Jenny’s next message mentioned that the Joneses loved the photos and totally understood the situation. And she was bringing back food. My stomach roiled at the thought of real food. I really didn’t care what the Joneses thought about “the situation” right now, and I considered texting her back, telling her to forget the food, but it seemed like too much effort to work my phone.
Dee was gone. She was gone, and I was alone.
I laid my head in my hands and cried. I just wanted everything to stop, the chipper chirping of my phone, the crows making a racket outside, the hum of the refrigerator. I didn’t know what to do or how to get my emotions under control to figure out what I should do. It made it worse to realize that in any other case I’d call Dee and ask her what to do. But of course, I knew what she’d say. She’d say, “Hero stop moping on the couch. Get up and do something. Staying busy is the best cure for being maudlin.” She always said that keeping busy was important. I could still hear her saying that after I’d complained about a million bad days throughout the years. But wasn’t this well beyond maudlin?

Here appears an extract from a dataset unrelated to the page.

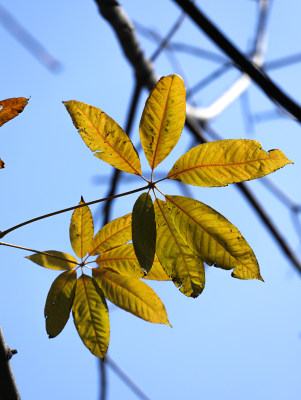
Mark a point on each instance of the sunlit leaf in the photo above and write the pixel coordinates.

But nevertheless, I forced myself to get off the couch and take a shower. I turned on the water and was shocked to find it already steaming. I made quick work of the actual showering but stayed under the spray of water until it started to turn cold. Getting stuff done. Dee wouldn’t want anything to slide, so I wasn’t going to let it.
I toweled off and got dressed. I was still numb. I was still lost. And Dee was still gone. I swallowed back another wave of tears and picked up my phone. At least I could try to keep busy. It’s what Dee would have told me to do.

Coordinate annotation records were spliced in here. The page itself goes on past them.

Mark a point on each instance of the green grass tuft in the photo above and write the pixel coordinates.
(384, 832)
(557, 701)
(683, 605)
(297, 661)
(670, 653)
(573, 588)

I listened to the few voice messages I had.
Two were related to wedding photos. I fumbled trying to remember the right buttons to save the messages but didn’t really care. The next message was from Detective Kyle Smyth. He was calling to offer his condolences and again offer to stop by with the paperwork that I needed to sign. He sounded genuinely concerned about me. I wondered if it was just a cop thing. If so I decided, Fullerton had the nicest cops ever.

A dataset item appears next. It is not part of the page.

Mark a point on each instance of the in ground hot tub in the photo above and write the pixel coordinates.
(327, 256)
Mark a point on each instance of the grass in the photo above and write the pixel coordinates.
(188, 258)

The last message was a burst of static and what may have been a voice cutting in and out. I fumbled with the save button again. It was probably a bad connection, but I could hear a voice in the static. Maybe when I could think again, I could decipher the message.
I pressed the “end” button and stopped listening to the messages. I had little interest in calling anyone back, not even the very nice detective. Thinking about him reminded me of his and Jenny’s weird reactions to each other. And thinking about that was easier than thinking about Dee. Jenny had either slept with him and dumped him, or had slept with his best friend, his girlfriend, his brother, his sister, his cousin and dumped them. She had a habit of breaking hearts. But a small part of me hoped that she hadn’t slept with him.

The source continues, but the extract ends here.